Em 2017, uma aluna da Faculdade de Educação da USP que nunca tinha treinado luta na vida resolveu se arriscar e montar a primeira equipe judô da história da Pedagogia. O sucesso foi surpreendente.

Já no BIFE de 2018, a mesma atleta, Lala Manto ganhou a sua primeira medalha em um tatame. Ela conquistou a prata na categoria feminina no Judô no inter.

De lá pra cá, as modalidades de luta da Educação não pararam de crescer e cada vez mais pessoas se interessam pelo esporte. Neste ano, a Pedagogia está montando as equipes de judô, jiu-jitsu, karatê e muai thay. E já tem mais que o dobro de pessoas interessadas que em 2018.

O sucesso da entidade passa pela busca de novos atletas: “neste ano sete pessoas já começaram a frequentar os treinos. Ano passado eram duas pessoas em apenas uma modalidade.”, comentou Victoria Sampel, aluna da Pedagogia e atleta do jiu-jitsu que afirmou que tem a missão de fortalecer o projeto dos times de luta do instituto.

Dessa maneira também, as outras faculdades expandem cada vez mais os grupos que praticam alguma luta. No ano passado, a Atlética da Poli realizou um evento sobre artes marciais e chamou os alunos aos treinos. A entidade reforçou que as aulas da equipe de jiu-jitsu, fundada em 2010, são abertas para o público de toda a USP.  

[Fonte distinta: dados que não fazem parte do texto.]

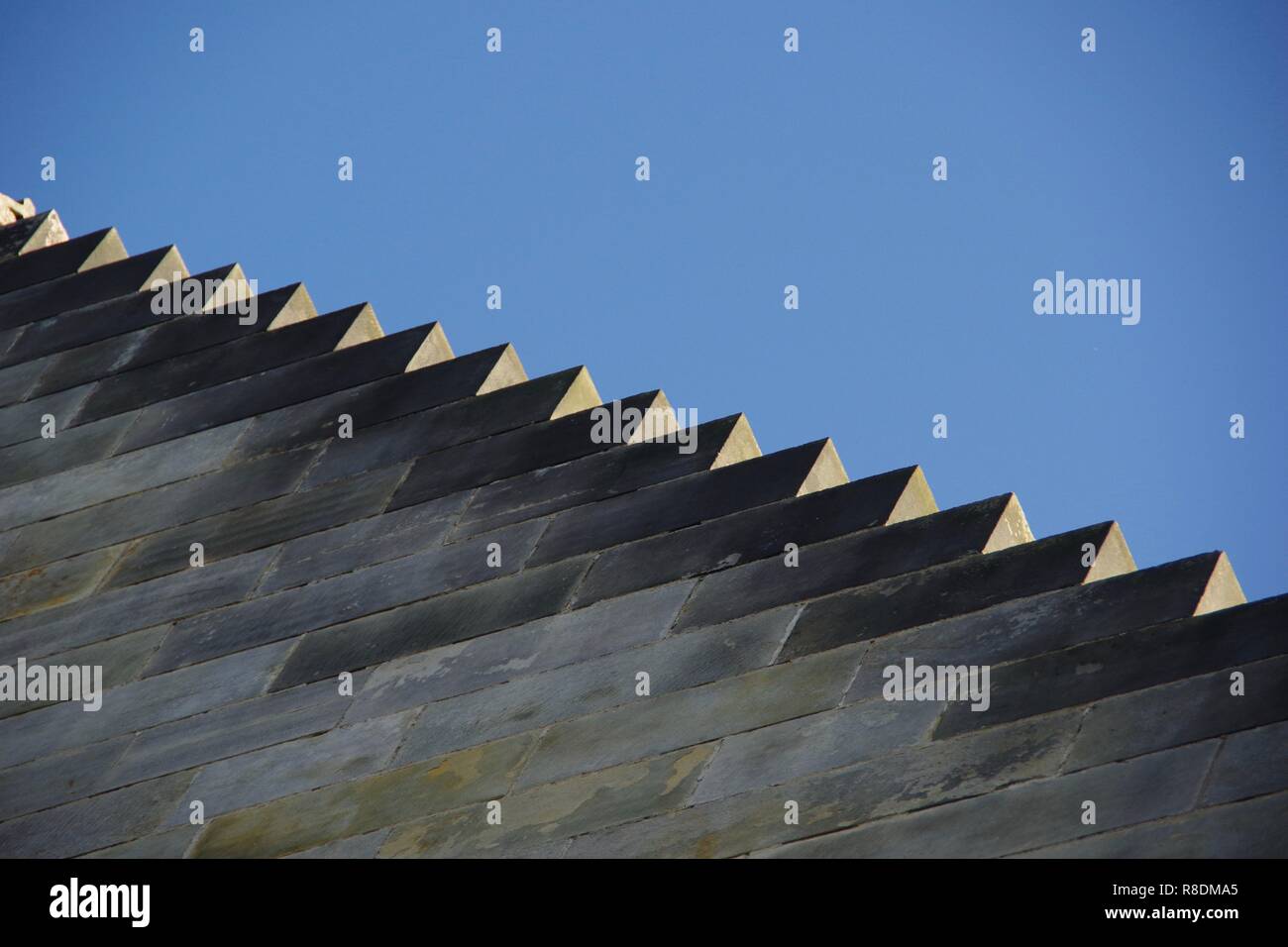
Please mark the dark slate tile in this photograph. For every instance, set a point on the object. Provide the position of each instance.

Colaboração e igualdade de gênero

A rivalidade e o combate existem, mas ficam dentro dos tatames. Do lado de fora, as faculdades e entidades se empenham para fortalecerem juntas as modalidades de luta.

As atléticas de Física/IAG, Odontologia, ECA e FEA são parceiras de treinos da Educação, além dessas o ICBIO e a Poli também se disponibilizaram espaços em seus treinos.  “Nossos treinos são junto com outras atléticas da USP, que são muito receptivas a novos parceiros de treino”, comenta Victoria.

Apesar do crescimento do número de atletas e expansão das lutas no esporte universitário, a escassez de mulheres ainda chama a atenção.

Contudo, de acordo com Victória, as atléticas e entidades trabalham forte para reverter essa situação juntas: “Temos um histórico recente e escasso de mulheres praticando e competindo essas modalidades pela USP. No momento praticamente todos os institutos estão promovendo ações para trazer mais mulheres para os treinos”, conclui.